Nel film in compenso Lombardo pensa per primo a Burt Lancaster, vola negli Usa convincendolo che Visconti vuole solo lui per la parte, scopre che Lancaster ignora chi sia Visconti ma ha letto Il Gattopardo e ne ha varie copie sul tavolo da regalare agli amici. Quindi per convincere il divo gli mostra Rocco e i suoi fratelli, altro film Titanus, torna in Italia e dice a Visconti, indignato all’idea di prendere un “cowboy”, che Lancaster se ne muore per lavorare con lui, sperando che i due non scoprano mai l’inganno... Il resto è storia. Con un magnifico dietro le quinte: a riprese ultimate, consapevole delle spese immani cui ha costretto il produttore, Visconti gli propone di mettersi in moviola e scorciare Il Gattopardo per renderlo più vendibile. E lui, secco: «Lei non tocca un fotogramma del mio film»...
«Lombardo aveva il genio dei rapporti», racconta Tornatore. «Tornando a casa dal set, Scola riceveva ogni sera un telegramma di apprezzamenti e consigli, molto specifici e motivati, dal produttore che aveva visto il “girato”. Quando adottava un regista continuava a seguirlo anche se non era più lui il produttore. Successe pure a me. Dopo aver prodotto il mio esordio, Il camorrista, mi mise sotto contratto: cinque film in tre anni. Non se ne fece nemmeno uno. A metà anni 80 il cinema stava cambiando, non osava più, era dubbioso. Gli raccontai Nuovo Cinema Paradiso, alla fine aveva le lacrime agli occhi. Ma sulla porta mi fulminò: in questa storia c’è un padre di troppo. Aveva ragione, sul mélo aveva sempre una marcia in più. Nella prima stesura il piccolo Totò Cascio aveva il padre, e questo toglieva forza al padre vicario, il proiezionista. Corressi il copione. Non volle farlo lo stesso: era più bello a voce, mi disse dopo averlo letto. Ci separammo da buoni amici e Nuovo Cinema Paradiso lo feci con Cristaldi.
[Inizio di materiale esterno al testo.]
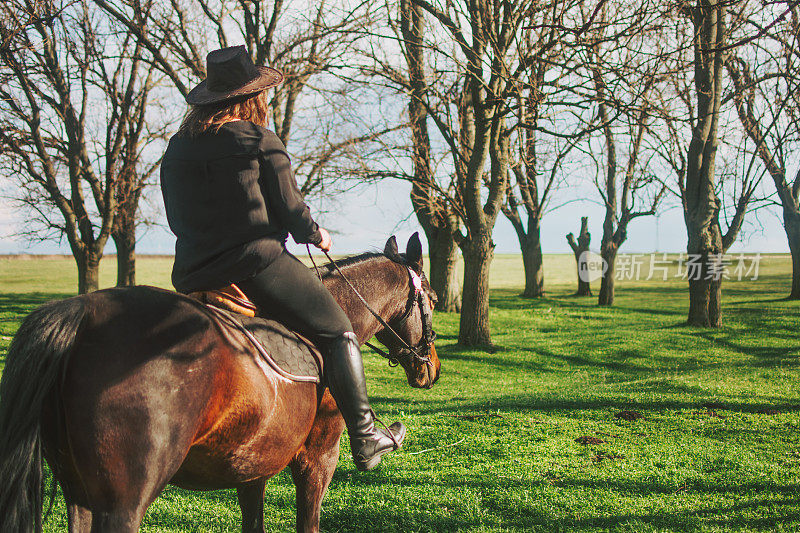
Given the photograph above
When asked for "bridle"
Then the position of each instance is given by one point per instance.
(420, 352)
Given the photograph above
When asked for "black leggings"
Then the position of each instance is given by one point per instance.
(289, 291)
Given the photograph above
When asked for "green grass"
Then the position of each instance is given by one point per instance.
(492, 446)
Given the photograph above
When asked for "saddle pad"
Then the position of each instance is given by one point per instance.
(287, 352)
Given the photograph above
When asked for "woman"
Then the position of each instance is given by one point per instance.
(231, 200)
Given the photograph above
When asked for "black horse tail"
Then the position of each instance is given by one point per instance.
(35, 363)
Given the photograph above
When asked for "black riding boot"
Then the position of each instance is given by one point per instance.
(345, 374)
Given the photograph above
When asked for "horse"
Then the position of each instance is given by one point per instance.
(125, 390)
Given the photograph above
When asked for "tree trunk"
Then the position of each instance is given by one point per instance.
(609, 255)
(88, 271)
(125, 242)
(443, 254)
(705, 290)
(531, 246)
(474, 326)
(579, 249)
(791, 223)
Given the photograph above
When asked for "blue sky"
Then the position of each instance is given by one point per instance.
(363, 219)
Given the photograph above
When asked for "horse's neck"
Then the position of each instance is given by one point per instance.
(381, 282)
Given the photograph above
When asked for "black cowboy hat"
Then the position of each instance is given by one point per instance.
(230, 74)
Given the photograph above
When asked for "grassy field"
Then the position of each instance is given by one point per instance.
(494, 446)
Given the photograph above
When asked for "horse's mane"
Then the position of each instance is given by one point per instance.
(327, 269)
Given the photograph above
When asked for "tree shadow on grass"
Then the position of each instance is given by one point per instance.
(500, 507)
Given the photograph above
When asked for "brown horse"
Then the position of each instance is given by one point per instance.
(126, 390)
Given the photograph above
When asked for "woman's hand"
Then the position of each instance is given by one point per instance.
(325, 243)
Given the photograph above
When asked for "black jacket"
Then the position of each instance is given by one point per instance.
(230, 198)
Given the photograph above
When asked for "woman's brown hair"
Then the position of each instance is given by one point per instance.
(201, 118)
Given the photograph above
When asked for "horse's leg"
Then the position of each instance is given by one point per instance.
(251, 502)
(314, 464)
(79, 517)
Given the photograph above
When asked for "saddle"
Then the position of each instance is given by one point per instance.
(230, 298)
(285, 351)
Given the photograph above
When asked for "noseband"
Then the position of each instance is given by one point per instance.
(420, 352)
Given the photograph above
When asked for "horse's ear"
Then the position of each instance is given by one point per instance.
(391, 248)
(414, 252)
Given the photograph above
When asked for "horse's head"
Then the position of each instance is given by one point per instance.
(415, 323)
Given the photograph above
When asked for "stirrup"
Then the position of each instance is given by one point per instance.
(397, 445)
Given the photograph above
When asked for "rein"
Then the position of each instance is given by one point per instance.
(428, 334)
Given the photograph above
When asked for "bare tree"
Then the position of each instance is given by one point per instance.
(579, 249)
(483, 34)
(766, 85)
(545, 53)
(436, 216)
(68, 103)
(697, 172)
(624, 112)
(303, 45)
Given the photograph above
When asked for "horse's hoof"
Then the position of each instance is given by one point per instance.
(367, 452)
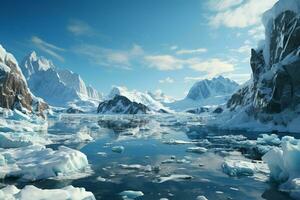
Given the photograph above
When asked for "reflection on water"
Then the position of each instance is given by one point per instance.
(148, 159)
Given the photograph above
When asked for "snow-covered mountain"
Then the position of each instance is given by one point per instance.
(158, 95)
(59, 87)
(138, 97)
(121, 105)
(14, 92)
(272, 97)
(207, 92)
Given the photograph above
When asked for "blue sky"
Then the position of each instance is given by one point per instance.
(145, 45)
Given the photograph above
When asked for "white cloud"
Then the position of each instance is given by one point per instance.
(78, 27)
(244, 15)
(166, 80)
(220, 5)
(174, 47)
(257, 32)
(164, 62)
(109, 57)
(47, 47)
(238, 77)
(212, 67)
(191, 51)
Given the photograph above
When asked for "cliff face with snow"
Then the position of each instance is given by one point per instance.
(121, 105)
(59, 87)
(14, 92)
(137, 97)
(275, 84)
(206, 93)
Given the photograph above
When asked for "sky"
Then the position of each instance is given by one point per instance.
(147, 45)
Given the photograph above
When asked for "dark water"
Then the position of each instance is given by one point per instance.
(143, 139)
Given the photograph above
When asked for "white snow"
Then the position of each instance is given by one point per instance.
(30, 192)
(174, 177)
(196, 150)
(138, 97)
(206, 93)
(118, 149)
(37, 162)
(130, 194)
(284, 164)
(58, 87)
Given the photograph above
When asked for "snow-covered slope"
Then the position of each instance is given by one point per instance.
(14, 92)
(59, 87)
(271, 99)
(206, 93)
(138, 97)
(158, 95)
(121, 105)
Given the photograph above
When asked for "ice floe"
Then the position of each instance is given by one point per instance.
(284, 164)
(174, 177)
(130, 194)
(38, 162)
(30, 192)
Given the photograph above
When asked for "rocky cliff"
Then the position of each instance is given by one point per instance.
(275, 84)
(14, 93)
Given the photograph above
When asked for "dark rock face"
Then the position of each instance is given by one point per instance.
(276, 70)
(122, 105)
(14, 93)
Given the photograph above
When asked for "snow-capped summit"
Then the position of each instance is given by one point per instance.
(32, 63)
(59, 87)
(138, 97)
(207, 92)
(208, 88)
(158, 95)
(14, 92)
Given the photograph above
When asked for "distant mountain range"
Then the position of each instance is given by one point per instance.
(207, 92)
(58, 87)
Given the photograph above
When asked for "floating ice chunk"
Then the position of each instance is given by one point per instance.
(268, 139)
(37, 162)
(284, 164)
(22, 139)
(104, 154)
(238, 168)
(32, 192)
(101, 179)
(197, 149)
(174, 177)
(201, 198)
(130, 194)
(118, 149)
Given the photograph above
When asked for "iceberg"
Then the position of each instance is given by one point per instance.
(11, 192)
(36, 162)
(284, 164)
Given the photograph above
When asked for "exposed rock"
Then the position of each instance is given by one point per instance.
(14, 93)
(275, 84)
(121, 105)
(198, 110)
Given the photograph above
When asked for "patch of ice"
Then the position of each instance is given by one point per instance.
(31, 192)
(201, 198)
(196, 149)
(22, 139)
(174, 177)
(130, 194)
(37, 162)
(284, 164)
(118, 149)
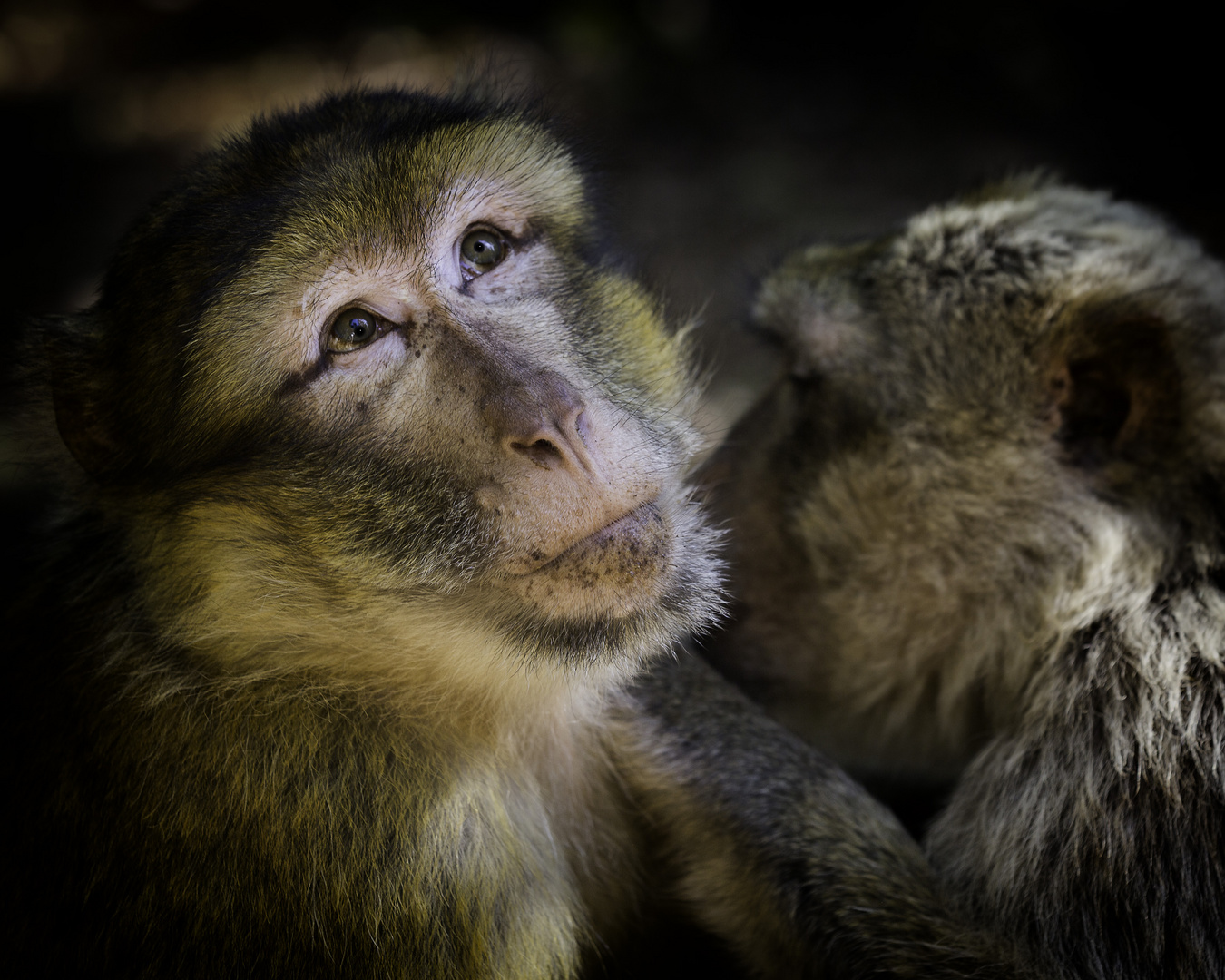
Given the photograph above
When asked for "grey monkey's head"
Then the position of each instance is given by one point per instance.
(997, 423)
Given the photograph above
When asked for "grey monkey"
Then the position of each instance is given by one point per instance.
(977, 539)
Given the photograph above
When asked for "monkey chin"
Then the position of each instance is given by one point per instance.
(622, 570)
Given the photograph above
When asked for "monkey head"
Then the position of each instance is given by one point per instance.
(374, 340)
(997, 424)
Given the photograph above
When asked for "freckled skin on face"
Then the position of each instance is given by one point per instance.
(358, 650)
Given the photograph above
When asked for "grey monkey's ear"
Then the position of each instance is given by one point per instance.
(83, 391)
(811, 307)
(1113, 391)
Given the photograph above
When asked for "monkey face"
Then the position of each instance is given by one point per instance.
(982, 445)
(381, 336)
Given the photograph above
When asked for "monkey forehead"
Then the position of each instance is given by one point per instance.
(506, 173)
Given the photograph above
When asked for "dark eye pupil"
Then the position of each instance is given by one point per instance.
(354, 329)
(482, 249)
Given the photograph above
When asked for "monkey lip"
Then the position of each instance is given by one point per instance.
(626, 529)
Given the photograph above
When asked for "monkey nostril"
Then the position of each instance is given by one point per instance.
(542, 452)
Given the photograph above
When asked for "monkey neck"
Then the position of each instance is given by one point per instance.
(247, 608)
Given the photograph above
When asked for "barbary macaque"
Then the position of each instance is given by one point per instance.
(977, 539)
(354, 647)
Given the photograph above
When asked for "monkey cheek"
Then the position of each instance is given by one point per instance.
(620, 570)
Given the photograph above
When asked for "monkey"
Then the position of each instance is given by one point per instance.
(977, 543)
(356, 641)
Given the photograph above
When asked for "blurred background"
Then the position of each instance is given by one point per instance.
(723, 135)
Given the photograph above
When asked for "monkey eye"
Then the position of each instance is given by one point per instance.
(482, 250)
(356, 328)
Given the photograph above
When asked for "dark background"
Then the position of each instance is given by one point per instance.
(724, 135)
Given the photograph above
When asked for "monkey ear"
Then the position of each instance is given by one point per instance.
(1113, 392)
(83, 394)
(810, 307)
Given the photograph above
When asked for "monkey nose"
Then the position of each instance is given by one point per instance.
(544, 422)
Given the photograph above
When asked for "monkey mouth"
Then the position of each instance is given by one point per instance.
(632, 538)
(615, 571)
(623, 532)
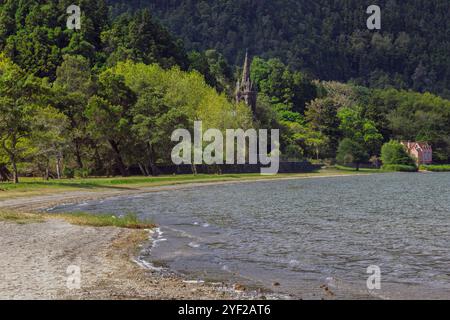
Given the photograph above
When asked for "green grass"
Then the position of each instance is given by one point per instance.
(129, 221)
(37, 186)
(436, 168)
(361, 170)
(399, 168)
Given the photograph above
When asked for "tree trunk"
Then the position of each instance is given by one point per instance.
(58, 167)
(119, 161)
(78, 155)
(15, 171)
(5, 175)
(143, 170)
(151, 161)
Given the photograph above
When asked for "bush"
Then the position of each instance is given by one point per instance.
(399, 168)
(81, 173)
(394, 153)
(350, 151)
(436, 168)
(69, 173)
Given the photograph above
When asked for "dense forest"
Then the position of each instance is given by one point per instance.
(328, 39)
(105, 99)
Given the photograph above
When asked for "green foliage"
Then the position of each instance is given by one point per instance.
(327, 39)
(350, 152)
(394, 153)
(357, 128)
(436, 168)
(399, 168)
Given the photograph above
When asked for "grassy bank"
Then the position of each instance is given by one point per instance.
(36, 186)
(436, 168)
(361, 170)
(129, 221)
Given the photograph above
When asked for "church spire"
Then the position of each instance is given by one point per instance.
(246, 71)
(244, 88)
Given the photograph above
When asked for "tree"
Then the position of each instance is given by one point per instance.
(322, 116)
(357, 128)
(18, 98)
(394, 153)
(73, 87)
(49, 138)
(350, 151)
(108, 115)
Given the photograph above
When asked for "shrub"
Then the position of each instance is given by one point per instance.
(399, 168)
(69, 173)
(350, 151)
(81, 173)
(394, 153)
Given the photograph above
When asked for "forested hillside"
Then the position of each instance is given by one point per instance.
(326, 38)
(104, 100)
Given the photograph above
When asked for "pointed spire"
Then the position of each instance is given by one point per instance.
(246, 70)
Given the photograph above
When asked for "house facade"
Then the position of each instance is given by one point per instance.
(421, 151)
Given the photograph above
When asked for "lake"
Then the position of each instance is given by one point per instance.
(294, 236)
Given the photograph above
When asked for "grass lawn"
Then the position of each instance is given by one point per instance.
(37, 186)
(129, 221)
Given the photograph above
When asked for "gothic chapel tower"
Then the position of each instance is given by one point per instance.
(244, 88)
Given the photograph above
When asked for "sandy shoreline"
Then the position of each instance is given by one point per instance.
(34, 257)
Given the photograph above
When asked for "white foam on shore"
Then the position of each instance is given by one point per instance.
(156, 236)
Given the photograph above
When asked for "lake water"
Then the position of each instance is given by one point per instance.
(305, 233)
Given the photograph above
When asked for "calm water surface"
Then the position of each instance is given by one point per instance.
(305, 233)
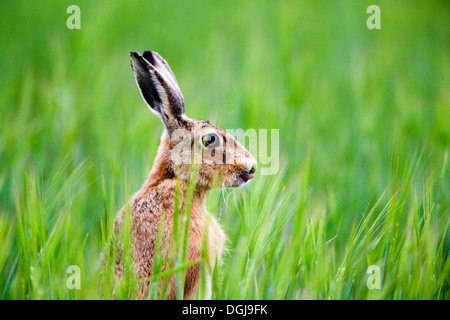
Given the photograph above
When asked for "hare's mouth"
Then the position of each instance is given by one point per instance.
(244, 177)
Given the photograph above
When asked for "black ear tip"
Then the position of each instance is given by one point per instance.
(148, 55)
(134, 54)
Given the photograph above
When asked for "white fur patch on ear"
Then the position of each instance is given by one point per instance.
(158, 87)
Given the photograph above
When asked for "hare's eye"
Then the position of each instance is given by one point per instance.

Ma veniva sempre a vedere i miei film. Per La leggenda del pianista sull’oceano al Barberini non c’era più posto. Lo vide seduto sui gradini. Ma quando uscì Malena mi chiamò per dirmi che non gli era piaciuto granché, con molta franchezza, non alle spalle come usano molti».
L’ultimo Gattopardo si vedrà stasera all’Auditorium della Conciliazione in una serata di gala, poi farà il giro dei festival, partendo da Bari, per approdare all’home video sperando in una sporadica uscita in sala. Chi rimpiange i personaggi di una volta non se lo faccia sfuggire. Non sono molti i film in cui il protagonista fonda un impero, lo perde, paga tutti i suoi debiti. E quando un pescecane lo aggredisce al Circeo, torna subito in acqua per superare il trauma, quindi organizza una battuta di pesca, scova lo squalo e lo uccide. «Al Museo del Mare ci sono ancora le bombole con l’erogatore azzannato dal pescecane». Quale Museo? Non importa. Alle leggende si crede, e basta.